Azure ML Part 8- Tune Parameters: Machine Learning Prediction (5)

random sweep

In the previous posts from Part 1 to 7, I have explained how to do machine learning with Azure ML. I have explained some of the main components in Azure ML that helps us to do data wrangling, train the model, feature selection and evaluating the result.

The data cleaning such as SQL transformation, select specific columns, remove missing values,  Edit meta data, and normalize data.  Also, I have explained how to find relevant attributes  using Feature Selection Feature to identify which feature are more important than the other. Then, I shown how to split data using Split Data component to train and test the model. Then, I show how to train and test the model. Moreover, in the last post I have explained the evaluation process Evaluate Model.

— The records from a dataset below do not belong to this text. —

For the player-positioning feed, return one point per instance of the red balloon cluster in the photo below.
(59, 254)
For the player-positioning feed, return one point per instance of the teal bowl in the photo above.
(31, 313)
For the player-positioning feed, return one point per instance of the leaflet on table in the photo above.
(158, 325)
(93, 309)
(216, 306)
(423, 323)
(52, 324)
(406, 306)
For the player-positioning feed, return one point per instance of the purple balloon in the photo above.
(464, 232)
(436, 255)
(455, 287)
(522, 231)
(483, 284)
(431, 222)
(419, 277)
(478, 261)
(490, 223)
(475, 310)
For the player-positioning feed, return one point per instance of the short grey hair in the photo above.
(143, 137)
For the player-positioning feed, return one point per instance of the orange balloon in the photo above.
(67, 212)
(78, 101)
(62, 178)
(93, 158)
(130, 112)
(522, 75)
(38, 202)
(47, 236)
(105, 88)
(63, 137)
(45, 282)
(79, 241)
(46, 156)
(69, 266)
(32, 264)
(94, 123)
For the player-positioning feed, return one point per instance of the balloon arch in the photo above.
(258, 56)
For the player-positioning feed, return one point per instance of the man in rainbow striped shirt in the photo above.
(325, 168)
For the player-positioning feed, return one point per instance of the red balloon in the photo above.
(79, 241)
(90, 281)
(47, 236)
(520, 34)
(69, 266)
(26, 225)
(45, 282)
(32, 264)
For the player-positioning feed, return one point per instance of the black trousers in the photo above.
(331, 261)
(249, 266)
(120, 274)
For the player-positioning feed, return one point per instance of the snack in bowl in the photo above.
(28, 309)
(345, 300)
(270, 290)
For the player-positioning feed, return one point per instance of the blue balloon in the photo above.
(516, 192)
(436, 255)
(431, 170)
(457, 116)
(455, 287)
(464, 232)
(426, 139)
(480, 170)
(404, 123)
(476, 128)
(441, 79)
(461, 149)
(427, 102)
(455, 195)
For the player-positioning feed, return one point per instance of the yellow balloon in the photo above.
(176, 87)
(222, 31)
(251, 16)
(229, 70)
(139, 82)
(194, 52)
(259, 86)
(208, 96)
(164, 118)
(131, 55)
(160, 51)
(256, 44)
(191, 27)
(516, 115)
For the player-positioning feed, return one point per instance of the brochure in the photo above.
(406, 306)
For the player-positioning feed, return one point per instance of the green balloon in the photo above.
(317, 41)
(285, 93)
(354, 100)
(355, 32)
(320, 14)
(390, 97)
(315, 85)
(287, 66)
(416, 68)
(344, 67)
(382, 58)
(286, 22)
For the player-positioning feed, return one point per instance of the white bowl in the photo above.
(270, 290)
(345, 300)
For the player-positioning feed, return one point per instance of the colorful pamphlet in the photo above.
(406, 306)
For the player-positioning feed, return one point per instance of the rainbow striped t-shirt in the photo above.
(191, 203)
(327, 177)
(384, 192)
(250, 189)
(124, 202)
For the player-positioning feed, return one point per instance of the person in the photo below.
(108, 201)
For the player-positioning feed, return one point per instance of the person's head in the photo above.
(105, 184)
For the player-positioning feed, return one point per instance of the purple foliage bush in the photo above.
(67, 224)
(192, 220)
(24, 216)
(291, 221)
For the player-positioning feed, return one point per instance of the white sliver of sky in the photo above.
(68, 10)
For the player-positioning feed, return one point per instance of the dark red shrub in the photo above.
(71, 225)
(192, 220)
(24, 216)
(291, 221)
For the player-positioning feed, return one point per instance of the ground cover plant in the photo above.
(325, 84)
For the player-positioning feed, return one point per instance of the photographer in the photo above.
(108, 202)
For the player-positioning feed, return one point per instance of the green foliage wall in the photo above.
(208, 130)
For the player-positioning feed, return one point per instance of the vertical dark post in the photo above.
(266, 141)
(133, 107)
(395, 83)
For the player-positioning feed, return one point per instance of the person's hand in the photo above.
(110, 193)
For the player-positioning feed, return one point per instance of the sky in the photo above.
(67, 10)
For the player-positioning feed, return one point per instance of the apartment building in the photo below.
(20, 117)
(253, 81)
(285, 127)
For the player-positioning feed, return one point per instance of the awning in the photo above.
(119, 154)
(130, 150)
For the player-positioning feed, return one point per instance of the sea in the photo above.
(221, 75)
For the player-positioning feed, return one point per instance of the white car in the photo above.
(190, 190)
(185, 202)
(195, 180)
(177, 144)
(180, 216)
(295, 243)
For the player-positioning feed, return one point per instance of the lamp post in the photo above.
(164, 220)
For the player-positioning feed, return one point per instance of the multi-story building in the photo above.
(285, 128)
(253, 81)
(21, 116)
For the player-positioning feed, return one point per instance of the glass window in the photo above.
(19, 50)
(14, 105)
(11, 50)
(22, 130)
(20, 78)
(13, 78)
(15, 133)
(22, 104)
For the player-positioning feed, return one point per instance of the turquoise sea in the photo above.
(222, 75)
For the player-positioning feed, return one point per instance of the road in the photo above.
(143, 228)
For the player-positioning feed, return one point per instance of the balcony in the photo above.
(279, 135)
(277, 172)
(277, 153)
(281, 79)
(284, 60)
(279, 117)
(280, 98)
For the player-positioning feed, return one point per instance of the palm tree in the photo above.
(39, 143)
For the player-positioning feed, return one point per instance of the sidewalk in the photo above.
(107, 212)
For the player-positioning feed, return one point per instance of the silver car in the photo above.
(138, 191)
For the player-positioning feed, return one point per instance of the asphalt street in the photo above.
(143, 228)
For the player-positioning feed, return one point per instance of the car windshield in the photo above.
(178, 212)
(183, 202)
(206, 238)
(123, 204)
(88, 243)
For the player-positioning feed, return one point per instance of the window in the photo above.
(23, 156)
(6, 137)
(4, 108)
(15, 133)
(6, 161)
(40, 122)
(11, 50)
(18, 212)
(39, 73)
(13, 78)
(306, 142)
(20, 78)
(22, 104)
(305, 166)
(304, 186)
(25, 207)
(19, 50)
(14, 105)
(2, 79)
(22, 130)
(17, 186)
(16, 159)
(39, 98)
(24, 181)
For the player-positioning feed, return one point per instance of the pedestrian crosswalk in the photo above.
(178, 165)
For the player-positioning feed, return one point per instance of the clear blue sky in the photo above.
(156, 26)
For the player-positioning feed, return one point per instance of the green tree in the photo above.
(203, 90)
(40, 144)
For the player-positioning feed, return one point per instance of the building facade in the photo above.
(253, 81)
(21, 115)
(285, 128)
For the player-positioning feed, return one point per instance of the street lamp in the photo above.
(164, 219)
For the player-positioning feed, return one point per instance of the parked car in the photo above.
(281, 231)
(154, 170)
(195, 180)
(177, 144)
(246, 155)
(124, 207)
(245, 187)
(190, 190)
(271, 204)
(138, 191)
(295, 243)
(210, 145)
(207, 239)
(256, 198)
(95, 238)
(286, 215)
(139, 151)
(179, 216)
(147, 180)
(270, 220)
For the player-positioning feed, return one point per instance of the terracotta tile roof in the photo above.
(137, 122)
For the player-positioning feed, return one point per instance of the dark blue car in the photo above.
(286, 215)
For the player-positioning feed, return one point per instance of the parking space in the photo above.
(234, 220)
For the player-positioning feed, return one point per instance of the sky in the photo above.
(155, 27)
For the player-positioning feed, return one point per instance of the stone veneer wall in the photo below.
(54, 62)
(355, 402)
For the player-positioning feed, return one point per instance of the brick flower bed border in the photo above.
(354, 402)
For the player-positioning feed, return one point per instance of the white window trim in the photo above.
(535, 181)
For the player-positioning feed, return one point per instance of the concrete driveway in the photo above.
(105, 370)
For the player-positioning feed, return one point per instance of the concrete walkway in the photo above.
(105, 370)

In this post, I am going to show the another way for enhancing the model as “Try Different  parameters“. Each algorithms has its own parameters. Choosing the right Parameters for each dataset and algorithms can improve the accuracy. In Azure ML, there is a component name “Tune Hyper Parameters” . This component will help us to better improve the accuracy.

hyper

Tune Model Hyperparameters” get two inputs: one for data and for aim of the training model, which comes from  the split data component, another one from algorithm. Actually this component can be replacement of Train Model.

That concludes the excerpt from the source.